His argument is twofold.
First, it appears that Oswald liked and respected Kennedy. Oswald's widow testified that she and her husband, who were expecting their second child in the summer of 1963, felt a certain kinship with the president and first lady, who gave birth to a baby boy that August. (Patrick Kennedy, the couple's youngest child, died two days later from respiratory distress syndrome.)
"According to her testimony, she and Lee Harvey Oswald followed the pregnancy of Jackie Kennedy with great interest because they felt like they were in a parallel situation," Reston said.

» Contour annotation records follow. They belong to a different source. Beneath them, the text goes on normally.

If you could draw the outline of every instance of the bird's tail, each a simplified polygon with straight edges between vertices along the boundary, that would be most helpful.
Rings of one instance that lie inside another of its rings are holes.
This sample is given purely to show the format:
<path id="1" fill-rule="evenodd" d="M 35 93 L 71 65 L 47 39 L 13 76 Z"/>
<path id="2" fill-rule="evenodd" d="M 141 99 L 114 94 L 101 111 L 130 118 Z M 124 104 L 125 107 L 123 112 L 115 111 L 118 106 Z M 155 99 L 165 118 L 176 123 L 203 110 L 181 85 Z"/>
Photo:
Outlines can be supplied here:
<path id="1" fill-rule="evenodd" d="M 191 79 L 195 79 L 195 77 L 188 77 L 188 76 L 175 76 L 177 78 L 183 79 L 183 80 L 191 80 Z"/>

Second, Oswald may have resented Connally, who had brushed off a letter from Oswald when Connally was secretary of the Navy. After exiting the Marine Corps in 1959, Oswald renounced his American citizenship and defected to the Soviet Union, starting a new life as a factory worker in Minsk. This prompted the U.S. military to retroactively downgrade his discharge status from honorable to dishonorable. Oswald complained to Connally that he was not granted a hearing, and, three weeks later, Oswald received a campaign envelope emblazoned with Connally's visage.
"Oswald sits down and writes this very heartfelt, plaintive letter to the secretary of the Navy," Reston said. "A campaign envelope comes to him with a big picture of Connally's head in the middle of a Texas star. Connally, who was stepping down to run for governor, said he would pass the problem to his successor—a classic bureaucratic brush-off.
"It's my view that the envelope immediately came to personalize the problems that he was having with his discharge. That envelope gave a face to his frustrations."
Reston's argument, if accepted by fellow students of JFK, may stem the proliferation of conspiracy theories that have captivated the American public. According to a 2003 ABC News poll, 70 percent of Americans believe that Oswald did not act alone.
Reston, 70, is a celebrity in his own right, having consulted on the 2008 film Frost/Nixon, which is based on his experience as an assistant to David Frost when Frost interviewed former President Nixon in 1977. In the film, which was directed by Ron Howard and nominated for five Academy Awards, actor Sam Rockwell played Reston.
Born in 1941, Reston studied philosophy at the University of North Carolina, where he played on the men's varsity soccer team and holds the school's single-game scoring record (five goals against North Carolina State University). Reston has written 15 books and three plays, according to his official biography, including a character-driven quintet on medieval history.
He lives in Chevy Chase, Md., with his wife and three children.
CORRECTION: A previous version of this article gave the wrong date for the assassination.
This article appears in the October 28, 2013, edition of NJ Daily as Anti-Conspiracy Theorist.